Research existing MS Office text extractors
completed by: qxcv
mentors: Bastian Blank, Reimar Bauer, Thomas Waldmann, Prashant Kumar, Eugene Syromyatnikov
Research existing solutions for extracting text from proprietary Microsoft file formats.
For moin2, we already have quite some converters (including Open Document Format [OpenOffice / LibreOffice]), but nothing for Microsoft Office formats. Now we need to create a survey of the GPL2+ license compatible code that can extract text from these proprietary file formats.
We need to know:
- is a license compatible to GPL2+ used?
- for python libraries e.g.: GPL, BSD, MIT, ... (not: Apache License 2)
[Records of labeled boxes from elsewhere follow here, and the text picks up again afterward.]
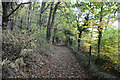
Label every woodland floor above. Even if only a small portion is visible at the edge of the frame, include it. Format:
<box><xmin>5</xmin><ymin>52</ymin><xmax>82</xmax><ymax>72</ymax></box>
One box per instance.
<box><xmin>28</xmin><ymin>45</ymin><xmax>90</xmax><ymax>78</ymax></box>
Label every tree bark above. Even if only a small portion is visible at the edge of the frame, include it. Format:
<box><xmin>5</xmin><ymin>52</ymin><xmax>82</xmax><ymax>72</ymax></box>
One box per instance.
<box><xmin>46</xmin><ymin>2</ymin><xmax>60</xmax><ymax>42</ymax></box>
<box><xmin>46</xmin><ymin>2</ymin><xmax>54</xmax><ymax>42</ymax></box>
<box><xmin>2</xmin><ymin>2</ymin><xmax>10</xmax><ymax>30</ymax></box>
<box><xmin>98</xmin><ymin>6</ymin><xmax>103</xmax><ymax>59</ymax></box>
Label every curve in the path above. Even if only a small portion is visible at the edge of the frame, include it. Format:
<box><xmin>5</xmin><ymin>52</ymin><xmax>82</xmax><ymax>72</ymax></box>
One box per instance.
<box><xmin>35</xmin><ymin>46</ymin><xmax>89</xmax><ymax>78</ymax></box>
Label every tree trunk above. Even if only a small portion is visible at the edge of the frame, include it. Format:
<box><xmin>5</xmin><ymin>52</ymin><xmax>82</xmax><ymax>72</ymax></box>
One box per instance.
<box><xmin>2</xmin><ymin>2</ymin><xmax>10</xmax><ymax>30</ymax></box>
<box><xmin>98</xmin><ymin>6</ymin><xmax>103</xmax><ymax>58</ymax></box>
<box><xmin>78</xmin><ymin>31</ymin><xmax>82</xmax><ymax>52</ymax></box>
<box><xmin>46</xmin><ymin>2</ymin><xmax>54</xmax><ymax>42</ymax></box>
<box><xmin>46</xmin><ymin>2</ymin><xmax>60</xmax><ymax>43</ymax></box>
<box><xmin>28</xmin><ymin>3</ymin><xmax>32</xmax><ymax>31</ymax></box>
<box><xmin>20</xmin><ymin>17</ymin><xmax>23</xmax><ymax>30</ymax></box>
<box><xmin>95</xmin><ymin>6</ymin><xmax>103</xmax><ymax>64</ymax></box>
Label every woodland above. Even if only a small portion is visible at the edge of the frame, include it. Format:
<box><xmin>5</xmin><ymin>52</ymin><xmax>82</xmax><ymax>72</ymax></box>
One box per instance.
<box><xmin>0</xmin><ymin>0</ymin><xmax>120</xmax><ymax>80</ymax></box>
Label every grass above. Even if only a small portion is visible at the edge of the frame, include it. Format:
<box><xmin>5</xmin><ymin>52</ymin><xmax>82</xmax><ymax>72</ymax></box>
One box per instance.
<box><xmin>68</xmin><ymin>46</ymin><xmax>118</xmax><ymax>80</ymax></box>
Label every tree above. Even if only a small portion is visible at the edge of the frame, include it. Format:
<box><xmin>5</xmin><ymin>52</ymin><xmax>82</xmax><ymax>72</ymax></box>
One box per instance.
<box><xmin>46</xmin><ymin>2</ymin><xmax>60</xmax><ymax>42</ymax></box>
<box><xmin>2</xmin><ymin>2</ymin><xmax>29</xmax><ymax>30</ymax></box>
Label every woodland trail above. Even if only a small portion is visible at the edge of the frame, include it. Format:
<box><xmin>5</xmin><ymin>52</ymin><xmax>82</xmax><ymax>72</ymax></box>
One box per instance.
<box><xmin>31</xmin><ymin>43</ymin><xmax>90</xmax><ymax>78</ymax></box>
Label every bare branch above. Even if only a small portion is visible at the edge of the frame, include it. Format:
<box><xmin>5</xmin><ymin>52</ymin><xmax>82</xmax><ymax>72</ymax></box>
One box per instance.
<box><xmin>7</xmin><ymin>2</ymin><xmax>30</xmax><ymax>17</ymax></box>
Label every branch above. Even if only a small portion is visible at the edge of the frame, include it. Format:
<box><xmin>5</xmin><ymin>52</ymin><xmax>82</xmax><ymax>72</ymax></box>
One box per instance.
<box><xmin>7</xmin><ymin>2</ymin><xmax>30</xmax><ymax>17</ymax></box>
<box><xmin>42</xmin><ymin>4</ymin><xmax>50</xmax><ymax>13</ymax></box>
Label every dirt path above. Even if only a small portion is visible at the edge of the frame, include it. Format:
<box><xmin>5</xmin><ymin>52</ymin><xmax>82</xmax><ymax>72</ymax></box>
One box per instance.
<box><xmin>32</xmin><ymin>46</ymin><xmax>89</xmax><ymax>78</ymax></box>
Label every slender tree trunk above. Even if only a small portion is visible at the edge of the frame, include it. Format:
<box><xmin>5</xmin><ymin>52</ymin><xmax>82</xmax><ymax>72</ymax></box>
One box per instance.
<box><xmin>78</xmin><ymin>31</ymin><xmax>82</xmax><ymax>52</ymax></box>
<box><xmin>28</xmin><ymin>3</ymin><xmax>31</xmax><ymax>31</ymax></box>
<box><xmin>2</xmin><ymin>2</ymin><xmax>10</xmax><ymax>30</ymax></box>
<box><xmin>46</xmin><ymin>2</ymin><xmax>54</xmax><ymax>42</ymax></box>
<box><xmin>25</xmin><ymin>11</ymin><xmax>28</xmax><ymax>30</ymax></box>
<box><xmin>20</xmin><ymin>17</ymin><xmax>23</xmax><ymax>30</ymax></box>
<box><xmin>95</xmin><ymin>6</ymin><xmax>103</xmax><ymax>64</ymax></box>
<box><xmin>46</xmin><ymin>2</ymin><xmax>60</xmax><ymax>42</ymax></box>
<box><xmin>10</xmin><ymin>16</ymin><xmax>15</xmax><ymax>31</ymax></box>
<box><xmin>98</xmin><ymin>6</ymin><xmax>103</xmax><ymax>58</ymax></box>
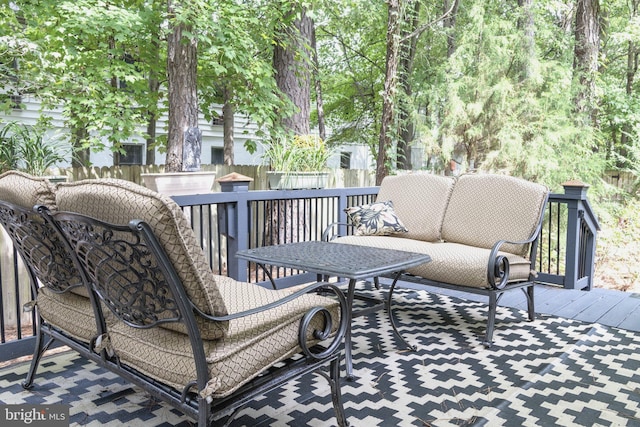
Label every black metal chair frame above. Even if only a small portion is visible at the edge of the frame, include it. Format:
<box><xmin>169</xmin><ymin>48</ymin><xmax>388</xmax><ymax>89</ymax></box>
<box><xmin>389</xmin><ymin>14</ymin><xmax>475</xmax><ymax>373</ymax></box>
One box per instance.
<box><xmin>0</xmin><ymin>201</ymin><xmax>349</xmax><ymax>426</ymax></box>
<box><xmin>322</xmin><ymin>195</ymin><xmax>548</xmax><ymax>350</ymax></box>
<box><xmin>0</xmin><ymin>200</ymin><xmax>104</xmax><ymax>389</ymax></box>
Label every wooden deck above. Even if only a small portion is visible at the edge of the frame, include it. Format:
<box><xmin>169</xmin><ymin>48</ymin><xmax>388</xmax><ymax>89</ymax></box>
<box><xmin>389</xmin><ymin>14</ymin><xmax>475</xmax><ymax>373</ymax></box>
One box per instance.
<box><xmin>392</xmin><ymin>282</ymin><xmax>640</xmax><ymax>332</ymax></box>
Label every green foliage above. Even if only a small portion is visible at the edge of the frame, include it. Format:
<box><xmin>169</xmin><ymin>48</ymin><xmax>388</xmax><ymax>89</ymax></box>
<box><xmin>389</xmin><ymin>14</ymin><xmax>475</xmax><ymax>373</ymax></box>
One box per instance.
<box><xmin>263</xmin><ymin>135</ymin><xmax>332</xmax><ymax>172</ymax></box>
<box><xmin>0</xmin><ymin>120</ymin><xmax>72</xmax><ymax>175</ymax></box>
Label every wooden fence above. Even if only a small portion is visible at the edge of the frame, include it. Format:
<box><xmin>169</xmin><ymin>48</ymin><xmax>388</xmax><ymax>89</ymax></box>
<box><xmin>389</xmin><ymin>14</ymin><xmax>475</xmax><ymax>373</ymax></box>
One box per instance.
<box><xmin>53</xmin><ymin>165</ymin><xmax>375</xmax><ymax>190</ymax></box>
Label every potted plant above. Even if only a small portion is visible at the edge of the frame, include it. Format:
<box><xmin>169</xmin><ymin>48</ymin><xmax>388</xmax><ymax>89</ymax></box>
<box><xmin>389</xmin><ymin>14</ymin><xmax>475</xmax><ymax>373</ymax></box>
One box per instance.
<box><xmin>140</xmin><ymin>127</ymin><xmax>216</xmax><ymax>196</ymax></box>
<box><xmin>263</xmin><ymin>135</ymin><xmax>332</xmax><ymax>190</ymax></box>
<box><xmin>0</xmin><ymin>121</ymin><xmax>73</xmax><ymax>181</ymax></box>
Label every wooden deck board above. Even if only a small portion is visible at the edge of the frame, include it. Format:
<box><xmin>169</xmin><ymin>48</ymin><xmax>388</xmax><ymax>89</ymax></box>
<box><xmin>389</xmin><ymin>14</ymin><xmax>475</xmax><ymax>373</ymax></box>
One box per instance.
<box><xmin>396</xmin><ymin>282</ymin><xmax>640</xmax><ymax>332</ymax></box>
<box><xmin>597</xmin><ymin>298</ymin><xmax>640</xmax><ymax>328</ymax></box>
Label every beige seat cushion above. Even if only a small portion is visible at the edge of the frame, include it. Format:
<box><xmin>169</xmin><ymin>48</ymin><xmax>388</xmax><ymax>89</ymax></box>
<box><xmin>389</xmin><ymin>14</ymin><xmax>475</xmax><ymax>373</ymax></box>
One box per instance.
<box><xmin>109</xmin><ymin>277</ymin><xmax>339</xmax><ymax>397</ymax></box>
<box><xmin>0</xmin><ymin>171</ymin><xmax>56</xmax><ymax>210</ymax></box>
<box><xmin>333</xmin><ymin>236</ymin><xmax>531</xmax><ymax>288</ymax></box>
<box><xmin>37</xmin><ymin>287</ymin><xmax>97</xmax><ymax>343</ymax></box>
<box><xmin>442</xmin><ymin>174</ymin><xmax>548</xmax><ymax>256</ymax></box>
<box><xmin>376</xmin><ymin>173</ymin><xmax>455</xmax><ymax>242</ymax></box>
<box><xmin>56</xmin><ymin>179</ymin><xmax>227</xmax><ymax>339</ymax></box>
- in general: a free software license, not any proprietary license
- the programming language used
- strongly preferred is library code in python (we can just call it)
- also maybe working is a commandline tool (supported platforms?) that we can call as a subprocess
- windows-only solutions are not wanted
- compatibility with different file formats (mainly Word but also Excel and Powerpoint)
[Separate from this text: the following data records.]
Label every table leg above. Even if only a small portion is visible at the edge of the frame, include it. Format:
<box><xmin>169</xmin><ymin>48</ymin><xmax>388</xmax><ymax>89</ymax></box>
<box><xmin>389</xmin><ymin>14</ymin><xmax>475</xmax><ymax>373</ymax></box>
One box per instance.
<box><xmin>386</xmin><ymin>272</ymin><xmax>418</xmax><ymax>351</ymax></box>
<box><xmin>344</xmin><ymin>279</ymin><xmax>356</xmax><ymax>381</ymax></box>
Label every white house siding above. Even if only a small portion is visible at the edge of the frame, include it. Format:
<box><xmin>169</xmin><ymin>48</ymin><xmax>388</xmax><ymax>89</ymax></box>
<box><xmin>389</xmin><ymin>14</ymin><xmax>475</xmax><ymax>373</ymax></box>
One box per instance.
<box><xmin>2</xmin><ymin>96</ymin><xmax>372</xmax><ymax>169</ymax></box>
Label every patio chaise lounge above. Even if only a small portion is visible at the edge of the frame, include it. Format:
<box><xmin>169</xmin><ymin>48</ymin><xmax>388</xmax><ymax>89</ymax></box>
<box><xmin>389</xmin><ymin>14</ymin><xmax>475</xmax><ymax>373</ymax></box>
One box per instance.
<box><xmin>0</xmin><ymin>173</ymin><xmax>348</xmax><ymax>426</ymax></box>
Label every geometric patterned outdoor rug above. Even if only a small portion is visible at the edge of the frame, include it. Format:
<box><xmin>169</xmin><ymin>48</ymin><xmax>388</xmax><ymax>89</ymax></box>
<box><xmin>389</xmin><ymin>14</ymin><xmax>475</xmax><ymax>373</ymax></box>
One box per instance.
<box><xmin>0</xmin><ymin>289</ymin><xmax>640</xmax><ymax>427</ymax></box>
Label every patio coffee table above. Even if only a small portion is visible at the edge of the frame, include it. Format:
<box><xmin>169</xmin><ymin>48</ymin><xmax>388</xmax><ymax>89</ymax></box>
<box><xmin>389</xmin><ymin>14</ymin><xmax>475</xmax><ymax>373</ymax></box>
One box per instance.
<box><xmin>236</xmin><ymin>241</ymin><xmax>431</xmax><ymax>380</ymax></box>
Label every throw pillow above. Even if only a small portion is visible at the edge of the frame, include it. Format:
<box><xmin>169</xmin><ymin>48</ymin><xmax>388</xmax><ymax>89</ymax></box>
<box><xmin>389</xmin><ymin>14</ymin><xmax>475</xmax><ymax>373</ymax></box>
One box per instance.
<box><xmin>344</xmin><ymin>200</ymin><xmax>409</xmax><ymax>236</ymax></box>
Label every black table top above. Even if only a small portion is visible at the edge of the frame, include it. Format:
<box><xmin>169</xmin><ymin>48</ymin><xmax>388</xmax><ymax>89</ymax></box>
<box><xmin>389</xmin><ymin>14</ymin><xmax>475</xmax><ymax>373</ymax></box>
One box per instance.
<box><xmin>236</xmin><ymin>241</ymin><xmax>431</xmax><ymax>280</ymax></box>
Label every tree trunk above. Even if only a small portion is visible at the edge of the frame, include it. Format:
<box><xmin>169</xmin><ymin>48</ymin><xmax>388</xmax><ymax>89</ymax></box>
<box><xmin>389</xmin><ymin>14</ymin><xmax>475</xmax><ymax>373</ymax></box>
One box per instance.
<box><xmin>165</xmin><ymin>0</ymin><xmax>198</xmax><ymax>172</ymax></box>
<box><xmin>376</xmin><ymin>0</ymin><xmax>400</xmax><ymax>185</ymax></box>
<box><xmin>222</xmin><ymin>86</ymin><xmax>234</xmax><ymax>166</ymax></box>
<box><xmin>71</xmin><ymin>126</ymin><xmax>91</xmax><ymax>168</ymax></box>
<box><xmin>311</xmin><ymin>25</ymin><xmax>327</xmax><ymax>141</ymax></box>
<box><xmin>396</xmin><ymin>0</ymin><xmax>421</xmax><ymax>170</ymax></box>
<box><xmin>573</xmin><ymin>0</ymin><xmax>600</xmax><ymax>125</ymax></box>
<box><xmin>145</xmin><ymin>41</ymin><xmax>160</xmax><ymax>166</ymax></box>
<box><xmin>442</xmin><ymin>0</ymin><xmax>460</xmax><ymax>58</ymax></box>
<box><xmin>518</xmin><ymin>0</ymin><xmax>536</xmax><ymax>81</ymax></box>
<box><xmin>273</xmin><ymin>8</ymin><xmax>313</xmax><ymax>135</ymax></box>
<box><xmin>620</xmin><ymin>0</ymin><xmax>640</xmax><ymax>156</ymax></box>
- compatibility with different versions (i.e. .DOC and .DOCX)
- reliability (is it well-maintained code, is it recently updated?)
Deliverable: wiki page
Many Moin users would like to have a platform-independant, pure python way to extract text for indexing.
Researching existing code base is a first step on this direction.
You'll need to do a lot of search on the Web. Discuss with moin devs online on IRC.
This task refers to moin2 (http://moinmo.in/MoinMoin2.0)!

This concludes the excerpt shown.